Central to version control systems is a repository. The repository is a collection of files which are tracked and it allows to view the history of each of these files, revert to another version or merge changes on a single file. Each version is called a commit, as changes are committed.

There are many version control systems and these tools can be divided in two classes. On the one hand are centralized systems, which rely on a server to keep track of the repository. Subversion and Team Foundation Server are examples. These systems are older, are more difficult to setup and do not scale as well with larger teams. On the other hand are distributed version control systems, e.g. Git and Mercurial. In these systems each contributor keeps track of the full repository locally and (optionally) a server only facilitates sharing the repository. Intuitively this might seem to make collaboration more difficult, in practice distributed workflows allow for a less conflicted merging process. For instance, most large modern software repositories are stored in a distributed version control system, e.g. the Windows kernel in Git or Facebook in Mercurial.

Centralized vs distributed version control

# The four "W" questions of each commit

Version control systems keep track of commits, which answer the four W questions. Who? When? Why? and What?

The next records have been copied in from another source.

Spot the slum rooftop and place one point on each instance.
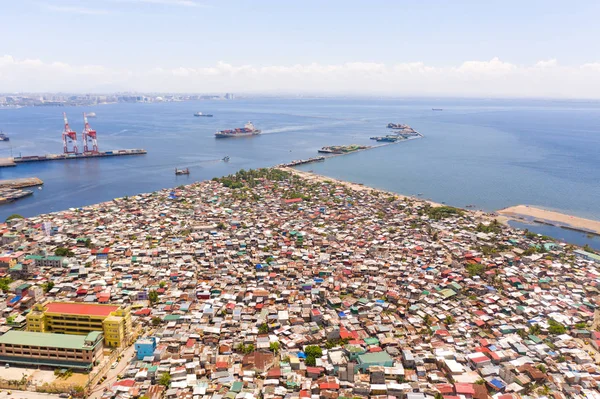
(268, 284)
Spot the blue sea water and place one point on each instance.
(489, 153)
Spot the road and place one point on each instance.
(27, 395)
(596, 323)
(112, 374)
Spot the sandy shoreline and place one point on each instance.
(310, 176)
(530, 213)
(518, 213)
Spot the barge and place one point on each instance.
(65, 157)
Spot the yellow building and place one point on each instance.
(81, 319)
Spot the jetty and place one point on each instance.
(301, 162)
(525, 213)
(69, 157)
(7, 162)
(21, 182)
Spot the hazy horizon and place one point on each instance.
(386, 48)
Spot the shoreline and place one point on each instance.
(310, 176)
(531, 214)
(521, 213)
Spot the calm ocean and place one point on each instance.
(489, 153)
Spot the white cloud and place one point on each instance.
(184, 3)
(547, 63)
(546, 78)
(76, 10)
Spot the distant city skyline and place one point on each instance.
(394, 48)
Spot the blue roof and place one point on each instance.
(15, 299)
(497, 383)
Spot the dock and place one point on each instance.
(300, 162)
(67, 157)
(8, 195)
(7, 162)
(21, 183)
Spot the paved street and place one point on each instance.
(26, 395)
(112, 374)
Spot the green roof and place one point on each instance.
(47, 339)
(447, 293)
(375, 357)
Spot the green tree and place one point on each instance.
(165, 379)
(61, 251)
(535, 329)
(312, 353)
(14, 216)
(556, 328)
(476, 269)
(47, 286)
(263, 328)
(427, 320)
(541, 367)
(5, 283)
(153, 297)
(274, 347)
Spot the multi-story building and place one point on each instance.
(57, 350)
(145, 347)
(82, 318)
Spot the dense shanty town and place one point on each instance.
(267, 284)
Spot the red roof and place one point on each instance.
(464, 389)
(293, 200)
(80, 308)
(329, 385)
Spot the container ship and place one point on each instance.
(247, 130)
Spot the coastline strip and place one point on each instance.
(21, 182)
(538, 215)
(310, 176)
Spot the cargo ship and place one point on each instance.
(247, 130)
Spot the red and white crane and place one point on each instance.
(89, 135)
(69, 137)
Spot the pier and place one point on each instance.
(66, 157)
(355, 149)
(10, 189)
(21, 183)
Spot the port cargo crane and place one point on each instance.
(89, 134)
(69, 137)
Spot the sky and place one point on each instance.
(457, 48)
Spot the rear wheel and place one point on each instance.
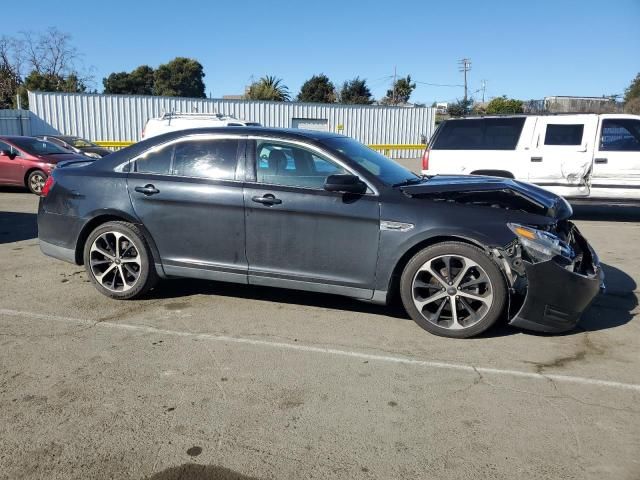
(118, 261)
(453, 289)
(35, 181)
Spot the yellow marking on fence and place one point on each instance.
(386, 148)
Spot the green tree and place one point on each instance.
(139, 82)
(633, 90)
(400, 92)
(38, 82)
(318, 89)
(268, 88)
(460, 108)
(181, 77)
(356, 92)
(504, 105)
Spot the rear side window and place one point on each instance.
(479, 134)
(562, 134)
(620, 135)
(155, 161)
(216, 159)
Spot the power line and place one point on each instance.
(439, 84)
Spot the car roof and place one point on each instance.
(254, 130)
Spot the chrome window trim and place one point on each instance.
(371, 189)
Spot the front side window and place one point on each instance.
(620, 135)
(211, 158)
(563, 134)
(289, 165)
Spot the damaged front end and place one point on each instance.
(554, 275)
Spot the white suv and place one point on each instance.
(183, 121)
(594, 156)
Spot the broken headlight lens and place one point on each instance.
(540, 245)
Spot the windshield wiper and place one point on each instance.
(409, 181)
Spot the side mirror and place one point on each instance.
(345, 184)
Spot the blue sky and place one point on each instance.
(523, 49)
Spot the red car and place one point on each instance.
(27, 161)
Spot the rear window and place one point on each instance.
(562, 134)
(479, 134)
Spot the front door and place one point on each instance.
(186, 194)
(298, 234)
(562, 154)
(616, 166)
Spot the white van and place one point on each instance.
(183, 121)
(590, 156)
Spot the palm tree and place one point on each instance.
(268, 88)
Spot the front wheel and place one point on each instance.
(453, 289)
(35, 181)
(118, 261)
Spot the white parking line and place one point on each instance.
(331, 351)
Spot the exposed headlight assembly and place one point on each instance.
(540, 245)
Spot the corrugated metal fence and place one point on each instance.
(122, 117)
(15, 122)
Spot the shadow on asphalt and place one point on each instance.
(17, 226)
(182, 288)
(606, 213)
(193, 471)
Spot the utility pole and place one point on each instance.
(465, 66)
(393, 95)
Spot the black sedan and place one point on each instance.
(321, 212)
(77, 145)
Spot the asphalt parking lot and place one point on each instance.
(204, 380)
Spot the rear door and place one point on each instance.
(12, 170)
(300, 235)
(562, 153)
(187, 194)
(616, 166)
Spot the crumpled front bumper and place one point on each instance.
(556, 297)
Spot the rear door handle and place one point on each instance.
(267, 199)
(147, 189)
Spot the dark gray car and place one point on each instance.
(321, 212)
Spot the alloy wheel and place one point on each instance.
(115, 261)
(452, 292)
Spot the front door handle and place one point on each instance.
(267, 199)
(147, 189)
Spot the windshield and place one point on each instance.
(80, 142)
(388, 171)
(33, 146)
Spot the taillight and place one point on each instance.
(47, 186)
(425, 159)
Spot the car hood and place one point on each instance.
(61, 157)
(491, 192)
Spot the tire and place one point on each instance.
(35, 181)
(432, 284)
(125, 271)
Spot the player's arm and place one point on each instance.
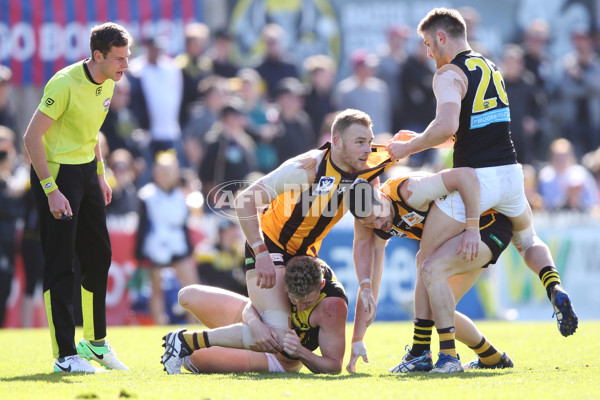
(104, 186)
(263, 335)
(449, 87)
(420, 191)
(369, 253)
(38, 126)
(259, 195)
(331, 319)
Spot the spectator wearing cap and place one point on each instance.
(230, 151)
(565, 184)
(418, 100)
(291, 130)
(318, 101)
(204, 113)
(8, 113)
(580, 94)
(162, 236)
(221, 262)
(276, 64)
(194, 65)
(156, 97)
(392, 57)
(221, 55)
(255, 105)
(527, 107)
(363, 91)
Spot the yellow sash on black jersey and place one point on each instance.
(297, 221)
(308, 334)
(407, 222)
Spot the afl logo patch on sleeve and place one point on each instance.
(325, 185)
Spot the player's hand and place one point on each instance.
(404, 136)
(106, 190)
(358, 350)
(469, 244)
(59, 205)
(368, 304)
(398, 150)
(265, 271)
(265, 337)
(291, 344)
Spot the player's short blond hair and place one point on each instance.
(444, 19)
(347, 118)
(303, 274)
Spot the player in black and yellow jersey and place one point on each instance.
(401, 209)
(473, 109)
(319, 310)
(289, 211)
(68, 184)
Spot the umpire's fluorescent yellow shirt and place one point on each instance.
(78, 106)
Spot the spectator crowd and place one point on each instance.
(180, 126)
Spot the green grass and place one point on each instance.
(547, 365)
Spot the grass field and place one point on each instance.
(547, 365)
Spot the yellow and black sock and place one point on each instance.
(196, 339)
(487, 352)
(447, 345)
(423, 329)
(550, 278)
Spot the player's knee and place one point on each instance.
(525, 239)
(185, 295)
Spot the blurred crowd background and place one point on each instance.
(224, 91)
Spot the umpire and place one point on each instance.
(67, 180)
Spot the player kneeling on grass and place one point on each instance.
(238, 341)
(401, 209)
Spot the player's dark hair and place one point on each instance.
(444, 19)
(303, 274)
(103, 37)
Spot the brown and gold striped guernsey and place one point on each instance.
(297, 221)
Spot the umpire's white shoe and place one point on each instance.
(104, 355)
(75, 364)
(175, 351)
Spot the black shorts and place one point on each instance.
(278, 255)
(496, 233)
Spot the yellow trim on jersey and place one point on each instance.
(295, 223)
(78, 108)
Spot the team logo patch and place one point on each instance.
(397, 233)
(276, 257)
(412, 218)
(325, 185)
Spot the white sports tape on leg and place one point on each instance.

  • Who? The person who commits the files is identified with the commit.
  • When? On the one hand, the actual time when the commit has been committed to the repository, is tracked by a timestamp. On the other hand, the prior commit is identified. This way an entire graph of commits can be reconstructed.
  • Why? Each commit is committed to the repository with a commit message. The person committing the commit describes the purpose of the commit. In a meaningful commit message, it is unnecessary to describe what is committed, as it is already been tracked. Rather, the idea of a good commit message is to answer the question why it has been committed.
  • What? Each commit keeps track of what has been changed. Which files have been added, removed and how the content of these files has changed.

A small example of a commit:

Author: Chuck Norris
Date: Thu Feb 28 15:52:55 2019
Message: Chuck Norris only tests in production

Added: prod/test
Removed: staging/test
1
2
3
4
5
6